Well they might be i drove by like 2 cops last night they didnt pull me over but we will have to wait and see but tonight ill take some picks... I have some amber corners as well so the set up is ok i guess u can say... i also smoked out my tail lights...ill see what u guys think...


----------



## jlee1469 (Dec 4, 2003)

I think yellow looks pimp. My friend has em and hasn't been harrased by cops at all. Look foward to it when it snows, yellow has best performance (reflects snow the least).


----------



## xbrandonx (Mar 27, 2004)

I'm not sure about headlights, but many foglights are stock yellow without any problems.


----------



## JayL1967 (Apr 30, 2002)

post some pics


----------



## b14sleeper (Dec 31, 2004)

i just purchased a set for my tC.. they are for the fogs though. i got the ones from HALO.. they are supposed to be better than nokya and luminincs, well see about that


----------



## xbrandonx (Mar 27, 2004)

b14sleeper said:


> i just purchased a set for my tC.. they are for the fogs though.


yeah, I have the PIAA Ion Crystals for my fog lights, they look damn good with the silverstars.


----------



## asleepz (Feb 24, 2004)

I thought about going yellow in my wagon... But I decided (since I have my highs and lows split into 4 bulbs) that I'd use rice blue for the lows and just the stock bulbs for highs... Looks pretty sweet to me when they're both on.

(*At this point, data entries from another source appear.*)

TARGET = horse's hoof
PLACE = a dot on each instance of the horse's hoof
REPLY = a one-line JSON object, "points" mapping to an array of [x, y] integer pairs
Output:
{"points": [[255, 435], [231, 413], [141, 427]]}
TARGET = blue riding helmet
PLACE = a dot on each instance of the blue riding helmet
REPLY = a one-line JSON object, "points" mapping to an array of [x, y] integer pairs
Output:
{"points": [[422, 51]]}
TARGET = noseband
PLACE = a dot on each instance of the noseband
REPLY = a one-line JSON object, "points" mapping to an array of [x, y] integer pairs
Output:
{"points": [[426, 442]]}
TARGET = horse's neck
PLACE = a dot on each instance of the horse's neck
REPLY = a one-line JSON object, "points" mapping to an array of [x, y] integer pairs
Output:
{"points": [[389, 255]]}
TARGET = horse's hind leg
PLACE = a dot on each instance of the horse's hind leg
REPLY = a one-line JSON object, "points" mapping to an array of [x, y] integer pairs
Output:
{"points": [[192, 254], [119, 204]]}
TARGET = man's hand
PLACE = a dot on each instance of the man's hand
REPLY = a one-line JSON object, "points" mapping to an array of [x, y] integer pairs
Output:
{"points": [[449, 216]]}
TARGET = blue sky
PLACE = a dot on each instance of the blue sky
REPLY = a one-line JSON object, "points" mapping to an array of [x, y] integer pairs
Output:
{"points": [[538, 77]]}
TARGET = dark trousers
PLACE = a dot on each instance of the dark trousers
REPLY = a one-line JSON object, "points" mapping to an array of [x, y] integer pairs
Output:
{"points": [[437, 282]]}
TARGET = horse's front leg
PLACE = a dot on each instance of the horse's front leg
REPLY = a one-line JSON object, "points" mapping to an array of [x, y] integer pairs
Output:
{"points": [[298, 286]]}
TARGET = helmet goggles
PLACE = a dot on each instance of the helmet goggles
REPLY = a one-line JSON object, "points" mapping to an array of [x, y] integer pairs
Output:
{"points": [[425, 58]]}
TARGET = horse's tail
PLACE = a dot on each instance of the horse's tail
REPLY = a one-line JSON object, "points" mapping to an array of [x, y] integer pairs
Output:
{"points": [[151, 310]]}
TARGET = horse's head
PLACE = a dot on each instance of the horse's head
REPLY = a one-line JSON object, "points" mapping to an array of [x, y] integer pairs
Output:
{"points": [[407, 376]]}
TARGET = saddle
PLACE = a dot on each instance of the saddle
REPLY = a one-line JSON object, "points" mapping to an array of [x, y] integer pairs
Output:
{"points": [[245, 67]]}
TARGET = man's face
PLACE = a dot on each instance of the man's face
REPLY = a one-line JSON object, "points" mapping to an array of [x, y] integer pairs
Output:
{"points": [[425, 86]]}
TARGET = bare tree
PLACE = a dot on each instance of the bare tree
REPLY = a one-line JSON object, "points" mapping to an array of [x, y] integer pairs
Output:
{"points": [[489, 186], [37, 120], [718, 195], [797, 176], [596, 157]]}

And you can still see pretty well with the blues.


----------



## xNISMOB14x (Nov 5, 2003)

Sorry guys but last night shit came up and i wasnt able to get some pics but today for sure! yeah mine are HALO's I just want work to be over so i can go home and take some pics... sorry for the wait


----------



## b14sleeper (Dec 31, 2004)

:thumbdwn: yup, im going to go with silverstars.. their in the mail. but i didnt want to buy piaa's because theyre expensive and i heard that they die out quik. i havent installed them yet though, because you have to take the front bumper off to put the lights in so damn.


----------



## xbrandonx (Mar 27, 2004)

b14sleeper said:


> i didnt want to buy piaa's because theyre expensive and i heard that they die out quik.


Silverstars don't last any longer, and really PIAA isn't that much higher then the silverstars.


----------



## Sentrixx (Apr 30, 2002)

xbrandonx said:


> yeah, I have the PIAA Ion Crystals for my fog lights, they look damn good with the silverstars.


 yeah to bad there ass expencive and don't last at all.


----------



## Sentrixx (Apr 30, 2002)

b14sleeper said:


> i just purchased a set for my tC.. they are for the fogs though. i got the ones from HALO.. they are supposed to be better than nokya and luminincs, well see about that


 What brand are they? I bought the Luminincs ones for my fogs and I love them. I was thinking about getting there 9007's but wasn't sure if it's legal here in Fla. Let us know.


----------



## xbrandonx (Mar 27, 2004)

Sentrixx said:


> yeah to bad there ass expencive and don't last at all.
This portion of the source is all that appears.